Desde ese momento Balilty no dejó de refunfuñar, e incluso en el desván seguía susurrándole al oído, protestando y recordándole a Michael su agravio («¿Por qué no me has pedido consejo? ¿Es que no sabes que esas cosas no las puede hacer uno solo? Sabes que yo entiendo de esas cosas. ¿Yuval ya lo ha visto?»). Michael no reaccionaba. No apartaba los ojos del cadáver, y tuvo que contener las ganas de vomitar que le entraron frente a aquella masa negruzca y rojiza que una vez fue una cara. A la vista del pañuelo de seda intacto y del vestido de buena lana que ceñía su pecho y sus estrechas caderas, se podía suponer que aquella cara había estado muy cuidada y, tal vez, también había sido hermosa; las piernas, ya rígidas, estaban dobladas bajo el cuerpo en una extraña curvatura.

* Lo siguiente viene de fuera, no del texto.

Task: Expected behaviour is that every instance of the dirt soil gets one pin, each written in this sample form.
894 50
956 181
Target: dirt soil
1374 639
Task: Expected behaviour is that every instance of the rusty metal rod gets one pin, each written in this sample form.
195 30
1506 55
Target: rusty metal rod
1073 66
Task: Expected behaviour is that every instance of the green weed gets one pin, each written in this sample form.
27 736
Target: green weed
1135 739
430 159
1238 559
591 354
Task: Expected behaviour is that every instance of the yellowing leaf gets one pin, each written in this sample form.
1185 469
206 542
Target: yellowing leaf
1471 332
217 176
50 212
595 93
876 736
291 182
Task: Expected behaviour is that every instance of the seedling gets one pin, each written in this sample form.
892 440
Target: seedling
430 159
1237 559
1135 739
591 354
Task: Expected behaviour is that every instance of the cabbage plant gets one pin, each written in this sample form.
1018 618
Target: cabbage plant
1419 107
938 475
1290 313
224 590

En ese momento, la incesante palabrería de Balilty sobre el piso le aturdía. Después de tantos años observando escenas del crimen y viendo cadáveres, aún no había conseguido mantenerse indiferente; cuando estaba delante de un cadáver, no lograba ser inmune a la fragilidad y la transitoriedad del cuerpo, ni a la grosera presencia de la muerte, que constantemente se burla de la víctima, quien muere con la ilusión de la pervivencia del alma y hasta pensando que el alma existe. Cada vez que estaba ante un cuerpo, como lo estaba ahora entre las calderas bajo las tejas desnudas, creía percibir cada uno de sus huesos y su calavera sonriendo debajo de la carne. Entonces pensaba en su propia muerte, pensaba con curiosidad en ella y en el modo en que esa muerte haría inútiles todos sus esfuerzos por cambiar de vida. Pasado un tiempo esos pensamientos se invertían. Entonces, protegiéndose de aquella fuerza destructiva, tomaban la firme decisión -aunque no expresada con claridad- de continuar actuando. Ese impulso de actuar surgía precisamente como reacción a la impotencia que le dominaba al ver un cadáver en la escena de un crimen.
Con los años se había dado cuenta de que en los primeros momentos se quedaba petrificado, y esa reacción no le dejaba expresar sus sentimientos; por eso quienes le rodeaban interpretaban esa petrificación como ira contenida con esfuerzo, y sus movimientos lentos y silenciosos, como indicios de concentración. Le desconcertaba pensar que él mismo pudiera desconocer la especial capacidad de concentración que se le atribuía. En las decenas de casos en que Danny Balilty había estado a su lado en la escena de un crimen nunca se había sentido tan desconcertado como al oírle hablar en ese momento (y precisamente sobre asuntos de la vida que nada tenían que ver con el caso que debían investigar). Balilty miraba el cuerpo de la víctima como si fuera un despojo de vaca. A veces a Michael le parecía que las víctimas hacían recaer en él la responsabilidad de proteger su dignidad, y entonces se quedaba en silencio y a la escucha; otras veces se rebelaba e intentaba hacer callar a su compañero. Esta vez se añadía a todos estos sentimientos la carga de que Balilty se negara a dejar de hablar de él, pues se había asignado a sí mismo la tarea de solucionar como fuera la vida de Michael.